Comments and Critique: Have you ever read a book that completely envelopes you in its words, calming your hectic mind and allowing you to feel more composed, calm, and relaxed than you would normally be? I read this book at one of the most stressful points of the past few months – in the middle of studying for my second certification exam. During the last test, no matter what I was reading, I could not shut off my brain. I slept horribly, could not focus, and was an overall basketcase. One or two chapters of Eat, Pray, Love and I was all of those things described above and more. I felt zen-like. I felt…amazing.
Divided into three sections to reflect Ms. Gilbert’s focus and country in which she was staying, the flow of the book could have been disjointed and difficult to follow. Rather, the story flowed because of Ms. Gilbert’s progress on her journey to find peace and balance. Her growth over the course of the book is visible and shapes each word and sentence. The emotional turmoil at the beginning of the book eventually gives way to the most amazing feelings of peace, unity, and love. A reader cannot help but cheer Ms. Gilbert on her progress as well as envy her the financial ability to be able to take such a journey.
There are times where the subject matter becomes difficult. Anyone who has loved fiercely and lost will recognize Ms. Gilbert’s pain and suffering. Personally, I struggled with her focus on faith and God. While I was born and raised a Catholic, am raising my children to be Catholic, I have so many doubts and fears and a overall lack of faith that I probably should not be called a part of any religion. I have panic attacks at the thought of death and leaving this world. As a result, I wavered between fighting back the panic as Ms. Gilbert discussed her viewpoints on such ideas as Heaven, Hell, God, karma, and other items of faith and pure envy that she was able to open herself up to the possibilities and was able to discover a faith that works for her. Everyone should have that opportunity to do so, even if it does not mean spending four months in an ashram in India.

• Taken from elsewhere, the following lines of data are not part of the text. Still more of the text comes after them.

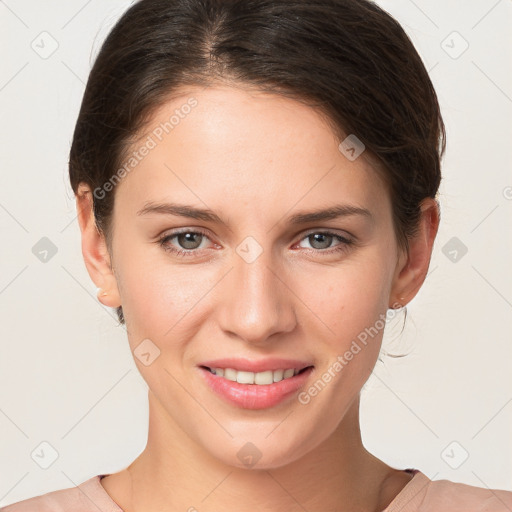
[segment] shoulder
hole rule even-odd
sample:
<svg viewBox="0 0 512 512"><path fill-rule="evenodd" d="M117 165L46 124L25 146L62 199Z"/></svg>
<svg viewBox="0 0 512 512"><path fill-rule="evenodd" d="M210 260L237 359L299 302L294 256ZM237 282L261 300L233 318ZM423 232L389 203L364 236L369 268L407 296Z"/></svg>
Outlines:
<svg viewBox="0 0 512 512"><path fill-rule="evenodd" d="M487 489L449 480L430 481L419 509L421 512L510 512L512 492Z"/></svg>
<svg viewBox="0 0 512 512"><path fill-rule="evenodd" d="M418 469L383 512L511 512L512 492L450 480L430 480Z"/></svg>
<svg viewBox="0 0 512 512"><path fill-rule="evenodd" d="M96 475L76 487L48 492L0 508L0 512L119 512ZM121 511L122 512L122 511Z"/></svg>

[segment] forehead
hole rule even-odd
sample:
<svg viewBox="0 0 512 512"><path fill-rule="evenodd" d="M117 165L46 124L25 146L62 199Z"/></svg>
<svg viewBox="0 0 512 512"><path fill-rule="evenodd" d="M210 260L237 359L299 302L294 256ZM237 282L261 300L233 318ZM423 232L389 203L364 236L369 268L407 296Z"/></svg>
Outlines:
<svg viewBox="0 0 512 512"><path fill-rule="evenodd" d="M351 161L338 145L325 118L298 101L190 87L155 110L131 146L116 203L135 210L172 197L225 208L229 199L261 210L346 199L386 207L373 161L364 152Z"/></svg>

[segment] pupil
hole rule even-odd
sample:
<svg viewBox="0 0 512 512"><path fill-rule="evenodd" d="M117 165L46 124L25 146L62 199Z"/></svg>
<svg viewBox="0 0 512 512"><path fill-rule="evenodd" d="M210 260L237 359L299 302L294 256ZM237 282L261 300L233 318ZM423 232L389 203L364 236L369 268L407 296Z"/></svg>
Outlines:
<svg viewBox="0 0 512 512"><path fill-rule="evenodd" d="M320 242L320 244L322 244L322 238L324 239L324 240L323 240L323 243L324 243L324 244L325 244L325 241L326 241L326 240L328 241L327 245L325 245L325 246L323 246L323 247L320 247L320 248L325 249L326 247L329 247L329 245L330 245L330 244L329 244L329 242L330 242L330 240L329 240L329 239L331 239L331 238L332 238L332 235L326 235L326 234L322 234L322 233L316 233L316 234L313 234L313 235L311 235L311 236L314 238L314 241L315 241L315 242ZM320 238L320 240L318 240L318 237ZM314 247L314 246L313 246L313 247ZM317 248L318 248L318 247L317 247Z"/></svg>
<svg viewBox="0 0 512 512"><path fill-rule="evenodd" d="M194 237L201 236L199 233L181 233L181 238L184 239L184 243L182 244L185 249L196 249L194 244L197 244L197 242L194 241ZM191 244L190 247L187 244Z"/></svg>

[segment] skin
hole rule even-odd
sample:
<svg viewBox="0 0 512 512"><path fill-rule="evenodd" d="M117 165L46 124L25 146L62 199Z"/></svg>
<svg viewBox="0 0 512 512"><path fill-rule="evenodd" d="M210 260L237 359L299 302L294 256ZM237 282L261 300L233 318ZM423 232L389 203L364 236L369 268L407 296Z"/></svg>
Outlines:
<svg viewBox="0 0 512 512"><path fill-rule="evenodd" d="M190 97L198 105L117 185L111 253L94 224L90 189L82 184L77 194L82 252L99 299L123 306L132 351L146 338L160 350L149 366L134 357L149 387L146 448L101 484L126 512L382 511L411 479L361 440L360 391L382 330L307 404L292 397L267 409L235 407L203 383L197 365L231 355L294 357L314 365L309 388L379 315L416 295L437 234L437 202L422 203L406 254L368 155L347 159L316 111L241 86L190 87L161 105L145 133ZM148 201L209 208L228 227L137 215ZM287 221L335 204L373 217ZM189 245L168 240L196 251L191 257L158 245L177 228L207 232ZM308 237L326 229L355 243L334 252L342 243L335 237ZM250 264L236 252L247 236L262 248ZM237 457L247 442L261 453L250 468Z"/></svg>

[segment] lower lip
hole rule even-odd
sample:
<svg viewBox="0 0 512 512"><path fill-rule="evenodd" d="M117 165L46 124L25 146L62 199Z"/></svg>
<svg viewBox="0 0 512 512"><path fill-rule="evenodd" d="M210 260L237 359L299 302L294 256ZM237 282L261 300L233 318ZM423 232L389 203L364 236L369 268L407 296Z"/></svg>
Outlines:
<svg viewBox="0 0 512 512"><path fill-rule="evenodd" d="M199 368L210 388L229 403L243 409L266 409L296 393L306 382L313 367L273 384L240 384Z"/></svg>

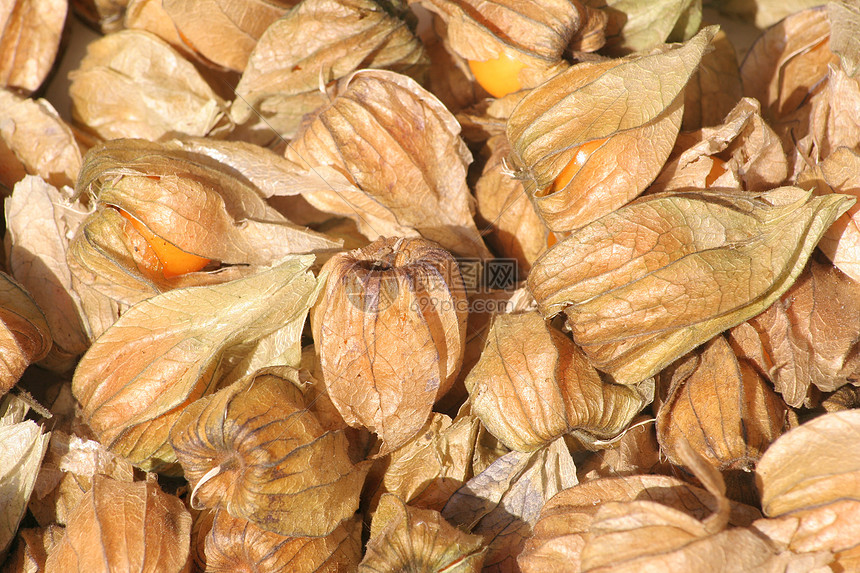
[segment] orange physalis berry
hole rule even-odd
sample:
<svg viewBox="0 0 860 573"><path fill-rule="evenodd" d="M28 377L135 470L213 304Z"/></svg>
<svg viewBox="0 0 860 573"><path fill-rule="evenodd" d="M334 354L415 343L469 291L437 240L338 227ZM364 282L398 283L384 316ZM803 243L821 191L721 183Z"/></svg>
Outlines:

There is no way I am going to do justice to this book. The timing of it could not have been more perfect. I was struggling to maintain my composure in the face of this test and was able to do so with the help of one of Ms. Gilbert’s mantras she chanted while in India. Ms. Gilbert’s language is simplistic but poetic at the same time. Her descriptions of the food in Italy, of the peace and serenity in India, and sheer beauty of Bali left me wanting to drop everything and follow in her footsteps. While reading, I found myself reflecting on my own life, the spiritual holes to which I should attend, the calm I so desperately crave. I found myself taking notes throughout the book, something I never do while reading, as I want to remember Ms. Gilbert’s comments on happiness, on faith, on being whole. My favorite quote is as follows; I find it so inspiring:
Happiness is the consequence of personal effort. You fight for it, strive for it, insist upon it, and sometimes even travel around the world looking for it. You have to participate relentlessly in the manifestations of your own blessings (pg. 260).
As this year for me has been all about self-discovery and development, this was the perfect book to read. I can see various readers getting different life lessons out of the book based on where they are in their life, which is perfectly acceptable. Ms. Gilbert even stresses the idea that her journey was what she needed at that point in time in her life. However, I feel the poignant life lessons she shares with the reader are worth the time taken to read them and can be adapted to the individual. Eat, Pray, Love is a simplistic and yet completely powerful book – one that will stay with me for a very long time.
Have you had the opportunity to read this yet? What are your thoughts?